Modules

SP3 has taken a clear modular design approach. Each module has its single and independent responsibility, performing one aspect of the designed functionality.

All modules are working together in three layers, UI, APIs and Cloud. All modules are written in Python3.6+ and prefix with Cat*, with a wish to be agile and flexible.

_images/modules.png

CatWeb is a web application that calls Cat web API modules for different functionalities. CatGrid and CatCloud provide a unified layer for cloud agnostic compute node scaling and job scheduling.

CatWeb UI allows user to interact with SP3, for fetching data, analysing samples on different pipelines, monitoring the progress and download the result.

Cat Web APIs

CatFetch

CatFetch is a web API that downloads data from different data sources, like ENA or other sources.

CatDownload

CatDownload is a web API that provides URL of files to be downloaded.

CatTag

CatTag is a web API that provides tagging features for runs and samples.

CatStat

CatStats collects state of the CatGrid, and draws graphs based on the CatGrid state, it serves a single svg graph as a Web API.

CatReport

Catreport is a service that takes requests for reporting, generating reports and serving them on the web.

For example, a clockwork pipeline has a report generated by Catreport for its output on Kraken2, Mykrobe, Samtool QC and drug resistance prediction.

CaTree

Catree API is a service that takes requests for building phylogeny trees, using iqtree

Currently, the requests could be made for neighbours of TB samples.

CatPile

Catpile is a service that allows user to view sp3 metadata at dataset detail page as well as the report of the sample.

When fetch occurs, the API is called to load the sp3 data. When a new run submits, the API links a fetch with a run.

CatDap API

Catdap is a service that manages SP3 user authentication and authorisation.

It allows users register an account with SP3 and they only can access the data of their organisation.

CatPersistence

CatPersistence provides a web view of data in SP3 persistence storage.

SP3 persistence storage stores data from different site for long-term storage. Currently, we store run information, pipeline output files and reports.

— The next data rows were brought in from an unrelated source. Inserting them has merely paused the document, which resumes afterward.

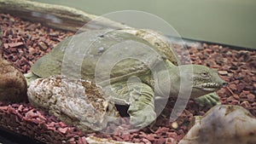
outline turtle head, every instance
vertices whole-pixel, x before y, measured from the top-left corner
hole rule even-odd
[[[218,71],[202,65],[183,65],[180,66],[181,72],[184,72],[185,74],[181,74],[181,77],[190,81],[192,84],[191,98],[196,98],[209,93],[218,90],[221,87],[227,84],[227,82],[224,81],[218,76]],[[191,72],[189,77],[186,74],[187,72]],[[181,72],[182,73],[182,72]],[[187,83],[189,84],[189,83]]]

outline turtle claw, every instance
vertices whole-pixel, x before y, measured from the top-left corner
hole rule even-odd
[[[32,72],[26,73],[26,74],[24,74],[24,77],[25,77],[25,78],[26,78],[27,87],[30,86],[30,84],[31,84],[33,80],[38,78],[38,77],[37,75],[33,74]]]
[[[219,102],[219,96],[214,92],[198,98],[194,99],[194,101],[198,103],[201,107],[212,107],[215,105],[221,104]]]

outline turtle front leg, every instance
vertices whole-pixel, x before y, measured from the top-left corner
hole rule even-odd
[[[137,89],[136,84],[130,89],[130,122],[135,127],[145,127],[156,119],[154,91],[144,84],[141,84],[140,91]]]
[[[216,92],[210,93],[194,99],[201,107],[213,107],[220,104],[219,96]]]

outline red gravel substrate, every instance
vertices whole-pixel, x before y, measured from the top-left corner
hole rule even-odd
[[[24,21],[9,14],[0,14],[3,30],[2,57],[12,61],[22,72],[39,57],[52,49],[59,42],[73,33],[53,30],[38,23]],[[203,43],[201,49],[189,47],[195,64],[217,68],[221,77],[229,82],[226,88],[218,91],[223,104],[239,105],[256,116],[256,51],[236,50],[221,45]],[[175,100],[170,100],[173,106]],[[167,107],[172,110],[172,107]],[[0,127],[31,136],[46,143],[86,143],[87,135],[106,137],[118,141],[141,143],[174,144],[188,131],[188,125],[195,115],[203,115],[209,108],[201,107],[189,101],[186,109],[177,120],[178,127],[165,118],[165,112],[154,127],[132,134],[84,135],[73,126],[60,122],[55,117],[34,109],[29,104],[12,104],[0,107]],[[168,115],[168,114],[166,114]]]

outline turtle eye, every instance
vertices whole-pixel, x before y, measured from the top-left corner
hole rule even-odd
[[[206,71],[204,71],[204,72],[202,72],[201,73],[201,77],[204,77],[204,78],[208,77],[208,75],[209,75],[209,73],[208,73],[207,72],[206,72]]]

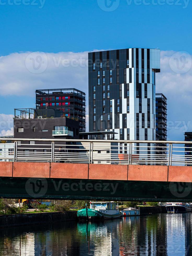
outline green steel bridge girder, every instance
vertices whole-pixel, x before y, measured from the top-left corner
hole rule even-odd
[[[192,201],[191,183],[0,178],[2,198],[90,201]]]

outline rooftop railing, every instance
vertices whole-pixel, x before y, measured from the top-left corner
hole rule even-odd
[[[13,139],[0,144],[0,161],[192,166],[192,142]]]

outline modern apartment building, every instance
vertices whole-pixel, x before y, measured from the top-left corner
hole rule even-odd
[[[155,140],[160,52],[132,48],[89,53],[90,132],[113,131],[118,139]]]
[[[78,120],[79,131],[85,132],[84,92],[74,88],[36,90],[36,92],[37,109],[51,108],[55,113],[50,117],[65,116]]]
[[[155,94],[156,126],[156,138],[157,140],[167,140],[167,100],[166,97],[162,93]],[[166,154],[166,144],[159,144],[160,154]],[[161,147],[164,147],[162,148]]]

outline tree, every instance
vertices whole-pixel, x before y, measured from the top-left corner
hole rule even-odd
[[[57,200],[53,207],[55,211],[62,212],[69,211],[71,205],[71,201],[69,200]]]
[[[40,204],[39,202],[37,200],[33,200],[32,202],[30,202],[30,205],[31,207],[36,211],[37,210],[37,208]]]
[[[0,199],[0,211],[5,214],[14,214],[18,212],[16,205],[16,200],[14,199]]]

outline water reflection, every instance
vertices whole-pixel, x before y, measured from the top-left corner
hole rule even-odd
[[[10,256],[192,255],[190,213],[133,216],[0,230],[1,255]]]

What output data need to be stored is configurable, for example, we storage consensus fasta files from clockwork TB pipeline. This enables users to query TB neighbourhood and build phylogeny trees.

Cloud Agnostic Operation

CatCloud

CatCloud is a python application that performs cloud compute nodes scaling. It manages vms on different cloud infrastructure in a configurable fashion.

CatCloud can work with CatGrid or Slurm Cluster.

CatGrid API

Catgrid is a configurationless, agentless grid scheduler with a web api. It manages nodes and jobs. It accepts web API request for nodes adding, removing and jobs scheduling.

CatGrid implements similar interface as Slurm cluster, such as sbatch, squeue and scancel.